En 28 no se ha llevado a cabo ninguna investigación policial interna. De los 19 en los que se activaron mecanismos internos, en 12 fue por requerimiento judicial.
En 21 el Ministerio Fiscal ha estado inactivo, en 19 se ha opuesto a la investigación y en 13 ha tenido un papel proactivo en la investigación o acusación.
En 36 de los 53 casos (67,9%), en algún momento se ha archivado la causa, se ha tramitado como delito leve o se ha inadmitido la querella sin practicar todas las diligencias de investigación necesarias.

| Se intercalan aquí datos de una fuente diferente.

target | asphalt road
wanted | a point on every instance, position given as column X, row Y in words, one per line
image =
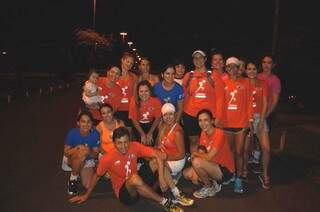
column 32, row 138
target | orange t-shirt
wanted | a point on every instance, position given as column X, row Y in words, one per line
column 200, row 94
column 168, row 140
column 122, row 166
column 258, row 91
column 148, row 111
column 219, row 141
column 111, row 96
column 238, row 103
column 106, row 135
column 127, row 88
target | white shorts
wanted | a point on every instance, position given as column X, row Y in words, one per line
column 92, row 100
column 90, row 163
column 256, row 120
column 176, row 166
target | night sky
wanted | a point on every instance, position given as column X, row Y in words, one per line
column 163, row 30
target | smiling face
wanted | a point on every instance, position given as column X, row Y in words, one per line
column 114, row 74
column 93, row 78
column 127, row 63
column 144, row 92
column 217, row 62
column 199, row 60
column 251, row 71
column 168, row 75
column 168, row 118
column 85, row 124
column 205, row 122
column 267, row 64
column 233, row 70
column 106, row 114
column 144, row 66
column 122, row 144
column 180, row 70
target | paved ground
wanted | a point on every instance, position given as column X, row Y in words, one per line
column 32, row 136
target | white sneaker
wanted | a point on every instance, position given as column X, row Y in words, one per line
column 204, row 192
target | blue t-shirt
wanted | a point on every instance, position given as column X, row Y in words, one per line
column 74, row 138
column 172, row 96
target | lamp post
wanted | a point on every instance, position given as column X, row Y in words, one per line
column 94, row 14
column 130, row 44
column 123, row 35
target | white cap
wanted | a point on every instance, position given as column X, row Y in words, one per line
column 167, row 108
column 200, row 52
column 233, row 60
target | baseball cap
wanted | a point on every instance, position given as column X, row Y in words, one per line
column 167, row 108
column 233, row 60
column 199, row 52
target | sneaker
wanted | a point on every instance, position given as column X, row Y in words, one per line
column 204, row 192
column 171, row 207
column 230, row 180
column 73, row 187
column 183, row 200
column 176, row 178
column 256, row 170
column 216, row 186
column 253, row 160
column 265, row 183
column 238, row 188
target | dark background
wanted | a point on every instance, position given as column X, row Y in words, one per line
column 38, row 36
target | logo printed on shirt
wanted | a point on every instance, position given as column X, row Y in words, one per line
column 127, row 169
column 232, row 103
column 167, row 99
column 199, row 92
column 117, row 163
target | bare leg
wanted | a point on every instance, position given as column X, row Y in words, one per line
column 86, row 175
column 265, row 146
column 206, row 170
column 239, row 144
column 194, row 142
column 190, row 174
column 136, row 185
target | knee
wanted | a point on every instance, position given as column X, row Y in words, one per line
column 197, row 162
column 187, row 174
column 135, row 180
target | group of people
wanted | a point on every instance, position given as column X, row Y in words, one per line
column 142, row 130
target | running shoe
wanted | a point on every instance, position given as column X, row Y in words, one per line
column 238, row 188
column 216, row 186
column 73, row 187
column 230, row 180
column 171, row 207
column 265, row 183
column 204, row 192
column 183, row 200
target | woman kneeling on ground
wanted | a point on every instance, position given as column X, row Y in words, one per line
column 213, row 163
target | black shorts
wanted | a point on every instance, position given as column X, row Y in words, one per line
column 146, row 173
column 233, row 130
column 145, row 127
column 226, row 174
column 124, row 116
column 125, row 197
column 191, row 125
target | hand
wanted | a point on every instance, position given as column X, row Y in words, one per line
column 149, row 139
column 79, row 199
column 144, row 139
column 217, row 123
column 163, row 185
column 162, row 155
column 261, row 125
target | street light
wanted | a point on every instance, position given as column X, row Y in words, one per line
column 94, row 14
column 123, row 34
column 130, row 43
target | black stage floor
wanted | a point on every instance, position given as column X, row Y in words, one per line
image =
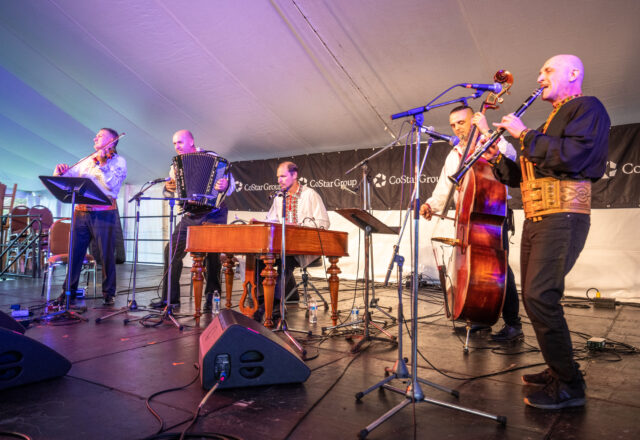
column 116, row 367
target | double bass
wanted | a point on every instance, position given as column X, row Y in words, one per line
column 477, row 272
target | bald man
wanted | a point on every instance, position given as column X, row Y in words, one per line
column 561, row 157
column 184, row 143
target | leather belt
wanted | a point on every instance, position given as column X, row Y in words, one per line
column 91, row 208
column 549, row 196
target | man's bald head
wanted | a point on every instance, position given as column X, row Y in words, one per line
column 183, row 142
column 562, row 76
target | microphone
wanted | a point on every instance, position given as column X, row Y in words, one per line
column 349, row 190
column 161, row 179
column 495, row 87
column 453, row 140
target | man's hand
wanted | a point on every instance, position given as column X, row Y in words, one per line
column 221, row 185
column 512, row 124
column 480, row 121
column 61, row 168
column 101, row 156
column 426, row 211
column 492, row 152
column 170, row 186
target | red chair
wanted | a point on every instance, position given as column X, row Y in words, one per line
column 17, row 238
column 59, row 254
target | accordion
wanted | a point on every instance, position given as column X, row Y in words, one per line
column 196, row 178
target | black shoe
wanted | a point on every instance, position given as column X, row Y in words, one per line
column 479, row 328
column 508, row 334
column 542, row 378
column 62, row 300
column 557, row 395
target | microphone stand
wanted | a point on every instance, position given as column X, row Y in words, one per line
column 413, row 393
column 167, row 312
column 282, row 325
column 132, row 305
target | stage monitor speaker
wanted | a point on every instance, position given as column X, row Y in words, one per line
column 24, row 360
column 9, row 323
column 249, row 353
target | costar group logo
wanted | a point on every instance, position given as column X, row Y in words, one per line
column 380, row 180
column 611, row 170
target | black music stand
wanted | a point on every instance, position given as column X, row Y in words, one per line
column 370, row 225
column 73, row 190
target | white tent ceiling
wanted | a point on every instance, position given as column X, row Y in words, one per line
column 266, row 78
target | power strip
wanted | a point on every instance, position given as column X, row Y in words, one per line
column 604, row 303
column 596, row 344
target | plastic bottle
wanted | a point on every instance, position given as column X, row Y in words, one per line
column 355, row 317
column 216, row 303
column 313, row 311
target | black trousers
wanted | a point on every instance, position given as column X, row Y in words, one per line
column 511, row 306
column 100, row 226
column 548, row 251
column 179, row 242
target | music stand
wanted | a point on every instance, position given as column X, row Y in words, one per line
column 370, row 225
column 73, row 190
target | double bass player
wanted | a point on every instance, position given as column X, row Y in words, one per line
column 461, row 120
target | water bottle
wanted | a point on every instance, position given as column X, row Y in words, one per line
column 313, row 311
column 216, row 303
column 354, row 317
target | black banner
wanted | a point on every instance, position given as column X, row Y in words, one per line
column 391, row 176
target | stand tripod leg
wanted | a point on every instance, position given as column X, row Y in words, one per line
column 383, row 418
column 466, row 340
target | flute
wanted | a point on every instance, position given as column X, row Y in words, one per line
column 110, row 153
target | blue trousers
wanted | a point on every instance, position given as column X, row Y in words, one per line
column 100, row 226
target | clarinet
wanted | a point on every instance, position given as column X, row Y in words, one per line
column 455, row 178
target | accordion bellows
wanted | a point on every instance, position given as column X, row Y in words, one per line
column 196, row 178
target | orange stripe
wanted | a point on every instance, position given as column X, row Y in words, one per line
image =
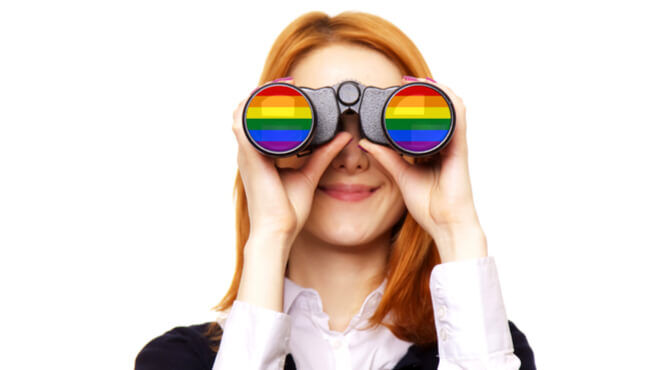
column 278, row 101
column 418, row 101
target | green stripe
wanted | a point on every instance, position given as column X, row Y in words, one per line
column 418, row 124
column 279, row 123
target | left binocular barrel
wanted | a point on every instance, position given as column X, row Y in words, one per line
column 279, row 120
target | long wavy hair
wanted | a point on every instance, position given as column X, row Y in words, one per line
column 413, row 252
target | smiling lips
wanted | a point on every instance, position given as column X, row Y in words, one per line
column 348, row 192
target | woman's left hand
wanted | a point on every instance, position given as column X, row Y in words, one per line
column 439, row 195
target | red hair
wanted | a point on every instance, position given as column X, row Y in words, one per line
column 413, row 252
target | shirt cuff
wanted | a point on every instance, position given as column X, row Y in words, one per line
column 470, row 316
column 254, row 337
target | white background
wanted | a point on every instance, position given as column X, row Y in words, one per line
column 117, row 163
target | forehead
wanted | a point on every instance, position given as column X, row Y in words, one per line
column 333, row 63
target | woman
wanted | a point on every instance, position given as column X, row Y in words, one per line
column 327, row 278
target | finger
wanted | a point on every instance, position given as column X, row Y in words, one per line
column 323, row 156
column 389, row 159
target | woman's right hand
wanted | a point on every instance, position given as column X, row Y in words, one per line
column 280, row 199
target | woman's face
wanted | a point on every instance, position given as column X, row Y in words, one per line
column 333, row 220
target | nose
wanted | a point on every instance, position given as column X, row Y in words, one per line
column 351, row 159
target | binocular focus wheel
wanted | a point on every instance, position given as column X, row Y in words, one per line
column 278, row 119
column 418, row 119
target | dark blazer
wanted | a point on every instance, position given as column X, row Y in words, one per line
column 187, row 348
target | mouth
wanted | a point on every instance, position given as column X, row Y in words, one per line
column 349, row 192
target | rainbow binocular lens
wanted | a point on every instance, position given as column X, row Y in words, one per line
column 416, row 119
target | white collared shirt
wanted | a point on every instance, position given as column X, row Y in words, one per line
column 470, row 319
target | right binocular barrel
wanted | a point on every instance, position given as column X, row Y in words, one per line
column 417, row 119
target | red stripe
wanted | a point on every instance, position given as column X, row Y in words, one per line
column 278, row 90
column 418, row 90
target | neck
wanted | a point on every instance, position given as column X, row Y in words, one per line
column 344, row 275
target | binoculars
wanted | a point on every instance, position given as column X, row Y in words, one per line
column 416, row 119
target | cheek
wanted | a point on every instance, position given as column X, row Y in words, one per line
column 357, row 222
column 290, row 162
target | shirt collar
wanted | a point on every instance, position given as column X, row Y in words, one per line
column 292, row 291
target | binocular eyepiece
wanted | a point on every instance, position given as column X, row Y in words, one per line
column 416, row 119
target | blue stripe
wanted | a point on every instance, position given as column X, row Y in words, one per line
column 418, row 135
column 279, row 135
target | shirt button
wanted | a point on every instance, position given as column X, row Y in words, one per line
column 443, row 334
column 441, row 311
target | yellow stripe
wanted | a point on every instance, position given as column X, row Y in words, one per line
column 418, row 112
column 417, row 101
column 278, row 112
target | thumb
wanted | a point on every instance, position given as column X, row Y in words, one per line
column 388, row 158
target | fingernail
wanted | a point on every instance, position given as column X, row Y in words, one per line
column 283, row 79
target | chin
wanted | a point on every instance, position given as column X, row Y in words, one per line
column 350, row 234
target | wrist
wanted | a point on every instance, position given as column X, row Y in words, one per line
column 461, row 243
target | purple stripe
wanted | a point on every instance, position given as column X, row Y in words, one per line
column 279, row 146
column 418, row 146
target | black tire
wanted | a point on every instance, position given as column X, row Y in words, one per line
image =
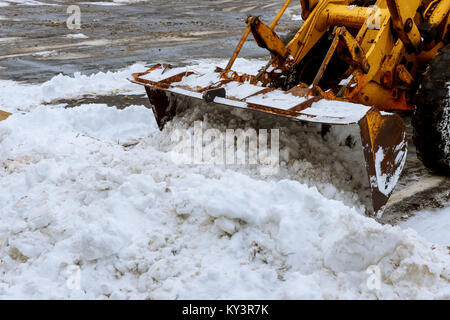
column 431, row 120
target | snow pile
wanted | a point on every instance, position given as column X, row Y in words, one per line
column 85, row 215
column 5, row 3
column 16, row 96
column 138, row 226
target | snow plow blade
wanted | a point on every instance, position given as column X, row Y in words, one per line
column 369, row 143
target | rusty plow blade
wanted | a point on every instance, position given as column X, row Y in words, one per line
column 369, row 143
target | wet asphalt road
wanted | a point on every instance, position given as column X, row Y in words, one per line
column 35, row 45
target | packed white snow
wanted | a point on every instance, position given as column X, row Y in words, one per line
column 433, row 225
column 78, row 203
column 15, row 96
column 5, row 3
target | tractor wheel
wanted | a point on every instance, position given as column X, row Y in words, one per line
column 431, row 120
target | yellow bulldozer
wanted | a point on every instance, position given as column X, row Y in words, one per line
column 348, row 69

En 24 de los 36 casos archivados, instancias superiores han revisado la decisión y han ordenado al juzgado de instrucción investigar adecuadamente.
CONCLUYE
Que los mecanismos institucionales actuales para prevenir la discriminación, el maltrato y la tortura fallan.
Si las personas afectadas no tienen quien las acompañe y represente, la mayoría de las denuncias no avanzan o se archivan prematuramente, causando revictimización y promoviendo la impunidad.
Sin reformas estructurales, la violencia institucional continuará existiendo, erosionando la confianza en las instituciones y debilitando el Estado de Derecho.
RECOMIENDA
Implementar mecanismos para prevenir las identificaciones por perfil étnico-racial, mejorar la transparencia de los cuerpos policiales —tanto en el uso de la fuerza como en sus consecuencias—, supervisar a las empresas de seguridad privada contratadas por la administración pública, mejorar los mecanismos internos policiales y judiciales para la prevención y erradicación de la tortura y derogar la legislación que permite actuaciones discriminatorias o restrictivas de derechos.